While companies face considerable sanctions if there is a determination that they have violated the FCPA or the Bribery Act, repercussions are often felt long before the charging documents have been drafted. The investigations, both an internal investigation by counsel and the official investigations by the U.S. and foreign authorities, can be extremely time consuming and often result in distractions within the company. The scope of those investigations can be staggering—multiple geographies, business units, languages, and accounting systems—and the costs of counsel, forensic accountants, and other consultants are not insignificant. Moreover, while government investigations are conducted non-publicly, leaks to the media are not uncommon, and, under certain circumstances, public companies may be required to disclose the existence of the investigation in their public filings.

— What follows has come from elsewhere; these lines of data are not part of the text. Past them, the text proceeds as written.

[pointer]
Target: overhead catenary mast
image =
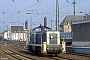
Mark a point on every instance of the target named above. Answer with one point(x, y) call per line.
point(57, 15)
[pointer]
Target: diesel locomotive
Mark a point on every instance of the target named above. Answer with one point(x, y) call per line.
point(44, 41)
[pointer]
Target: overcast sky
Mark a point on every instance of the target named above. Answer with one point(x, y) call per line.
point(15, 11)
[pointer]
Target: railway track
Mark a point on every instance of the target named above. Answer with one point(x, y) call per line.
point(26, 55)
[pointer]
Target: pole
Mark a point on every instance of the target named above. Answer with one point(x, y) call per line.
point(74, 2)
point(51, 24)
point(57, 15)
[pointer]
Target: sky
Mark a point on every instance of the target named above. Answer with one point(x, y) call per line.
point(14, 12)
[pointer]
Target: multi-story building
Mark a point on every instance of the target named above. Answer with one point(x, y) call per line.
point(81, 33)
point(65, 25)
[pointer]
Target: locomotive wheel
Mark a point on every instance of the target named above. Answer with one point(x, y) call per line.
point(56, 54)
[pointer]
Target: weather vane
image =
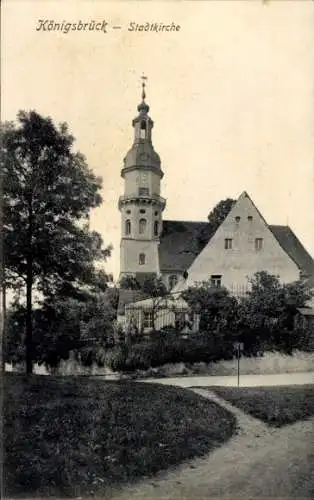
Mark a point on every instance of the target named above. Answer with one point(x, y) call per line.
point(143, 78)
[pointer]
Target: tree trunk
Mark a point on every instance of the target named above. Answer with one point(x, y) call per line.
point(29, 289)
point(29, 319)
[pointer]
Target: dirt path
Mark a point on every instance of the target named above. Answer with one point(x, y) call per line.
point(259, 380)
point(258, 462)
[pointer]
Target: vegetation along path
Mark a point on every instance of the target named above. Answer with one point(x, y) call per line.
point(260, 461)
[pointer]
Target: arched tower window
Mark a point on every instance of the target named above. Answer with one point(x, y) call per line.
point(127, 227)
point(143, 130)
point(142, 226)
point(172, 281)
point(141, 259)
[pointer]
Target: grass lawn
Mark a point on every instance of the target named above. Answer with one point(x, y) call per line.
point(276, 406)
point(78, 436)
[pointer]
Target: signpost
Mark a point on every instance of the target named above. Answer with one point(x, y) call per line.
point(238, 348)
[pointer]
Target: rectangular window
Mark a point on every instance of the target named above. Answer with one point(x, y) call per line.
point(141, 259)
point(215, 280)
point(148, 319)
point(258, 243)
point(228, 243)
point(143, 192)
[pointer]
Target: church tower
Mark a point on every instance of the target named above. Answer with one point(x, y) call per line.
point(141, 205)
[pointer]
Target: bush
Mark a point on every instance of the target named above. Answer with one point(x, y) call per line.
point(169, 347)
point(116, 358)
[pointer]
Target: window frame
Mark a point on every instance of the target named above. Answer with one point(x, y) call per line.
point(143, 191)
point(216, 280)
point(259, 243)
point(147, 319)
point(142, 225)
point(142, 259)
point(172, 277)
point(228, 243)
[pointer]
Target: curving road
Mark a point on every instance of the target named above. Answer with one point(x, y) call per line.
point(232, 381)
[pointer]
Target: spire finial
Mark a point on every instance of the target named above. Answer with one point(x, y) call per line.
point(143, 107)
point(143, 78)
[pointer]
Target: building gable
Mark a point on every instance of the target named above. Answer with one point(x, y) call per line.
point(242, 246)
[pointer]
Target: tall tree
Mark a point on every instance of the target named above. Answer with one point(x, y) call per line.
point(215, 219)
point(215, 306)
point(48, 192)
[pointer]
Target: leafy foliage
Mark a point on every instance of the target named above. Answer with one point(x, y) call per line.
point(48, 192)
point(216, 308)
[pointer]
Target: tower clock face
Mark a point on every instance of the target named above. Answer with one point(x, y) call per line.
point(144, 157)
point(144, 177)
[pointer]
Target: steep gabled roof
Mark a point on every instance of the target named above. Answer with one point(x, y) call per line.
point(294, 248)
point(180, 243)
point(127, 297)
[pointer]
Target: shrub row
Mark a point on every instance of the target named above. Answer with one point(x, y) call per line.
point(162, 350)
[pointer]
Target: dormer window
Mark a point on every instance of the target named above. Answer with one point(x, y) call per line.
point(228, 243)
point(127, 227)
point(258, 243)
point(142, 226)
point(143, 192)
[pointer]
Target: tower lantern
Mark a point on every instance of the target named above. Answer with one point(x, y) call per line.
point(141, 205)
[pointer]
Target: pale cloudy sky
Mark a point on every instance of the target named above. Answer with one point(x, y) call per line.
point(231, 94)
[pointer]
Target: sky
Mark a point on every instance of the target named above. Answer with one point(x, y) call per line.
point(231, 94)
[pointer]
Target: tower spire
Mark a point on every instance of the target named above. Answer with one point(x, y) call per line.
point(143, 107)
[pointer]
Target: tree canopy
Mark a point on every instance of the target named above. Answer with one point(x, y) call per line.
point(48, 193)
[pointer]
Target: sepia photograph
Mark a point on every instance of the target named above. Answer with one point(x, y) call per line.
point(157, 249)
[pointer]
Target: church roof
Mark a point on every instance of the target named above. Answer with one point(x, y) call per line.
point(294, 248)
point(128, 296)
point(182, 241)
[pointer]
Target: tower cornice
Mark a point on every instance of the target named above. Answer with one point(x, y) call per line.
point(146, 168)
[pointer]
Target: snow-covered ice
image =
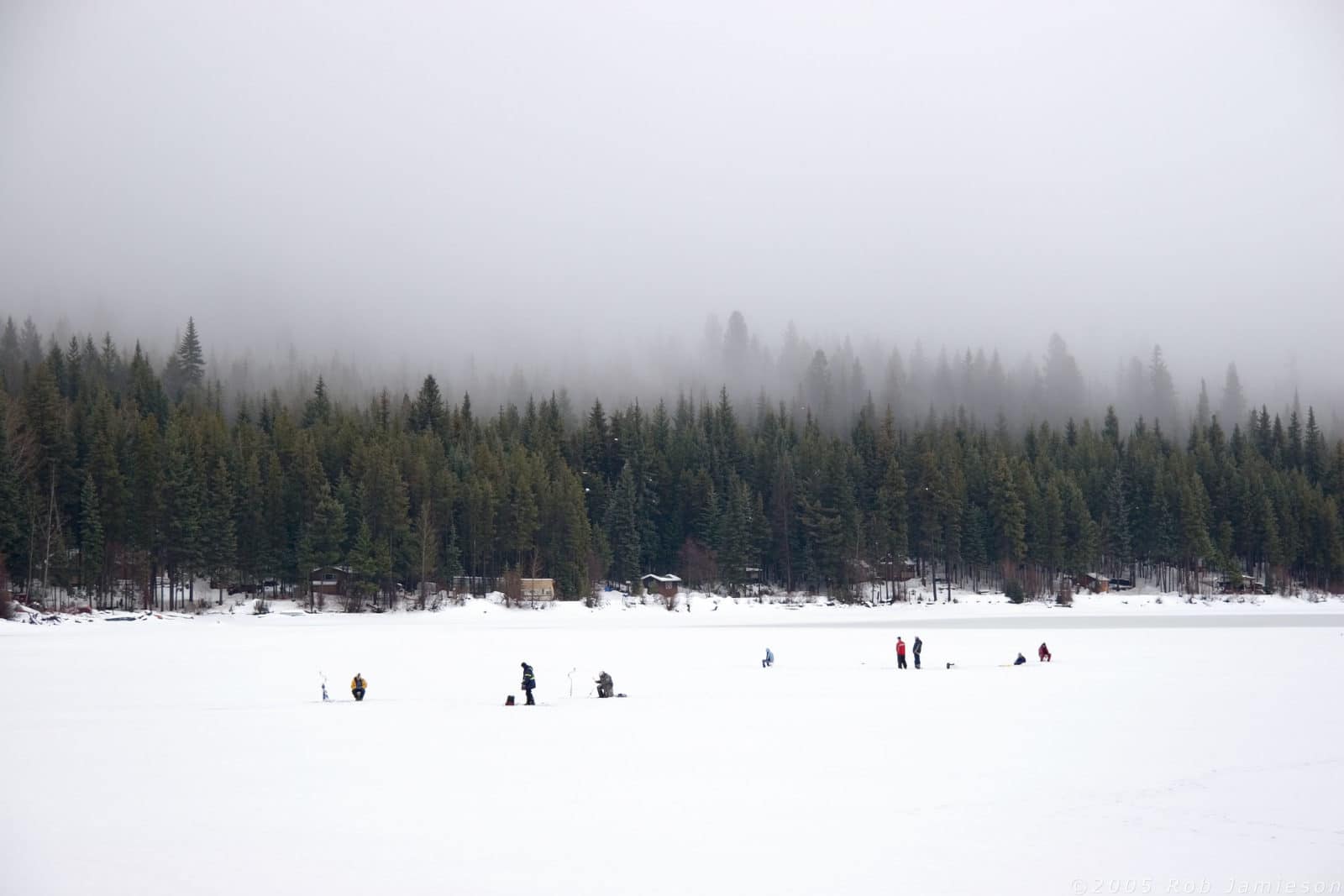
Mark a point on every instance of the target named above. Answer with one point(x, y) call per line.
point(1163, 748)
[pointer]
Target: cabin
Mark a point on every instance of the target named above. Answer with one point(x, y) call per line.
point(329, 579)
point(662, 584)
point(538, 589)
point(1243, 584)
point(1095, 582)
point(900, 570)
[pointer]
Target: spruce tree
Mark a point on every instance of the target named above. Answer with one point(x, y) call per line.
point(624, 530)
point(91, 540)
point(192, 360)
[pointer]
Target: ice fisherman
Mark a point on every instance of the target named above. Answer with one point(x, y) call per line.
point(528, 683)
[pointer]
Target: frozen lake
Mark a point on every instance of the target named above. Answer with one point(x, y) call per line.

In order to manage these issues, companies should work with their counsel routinely to determine whether there should be enhancements to their anticorruption policies, procedures, and controls.

Conclusion

The authorities have made clear that defense contractors are under scrutiny for corruption and have demonstrated by the cases they have brought to date that they are able and willing to extract considerable penalties. Given the potential risks for companies that operate in the military and civilian markets, particularly the enhanced risks inherent in doing business in new markets with reputations for a prevalence of corrupt behavior, defense contractors should ensure that their compliance policies and procedures effectively address those risks. The potential sanctions are too severe to simply think that a policy merely telling employees not to engage in bribery is sufficient.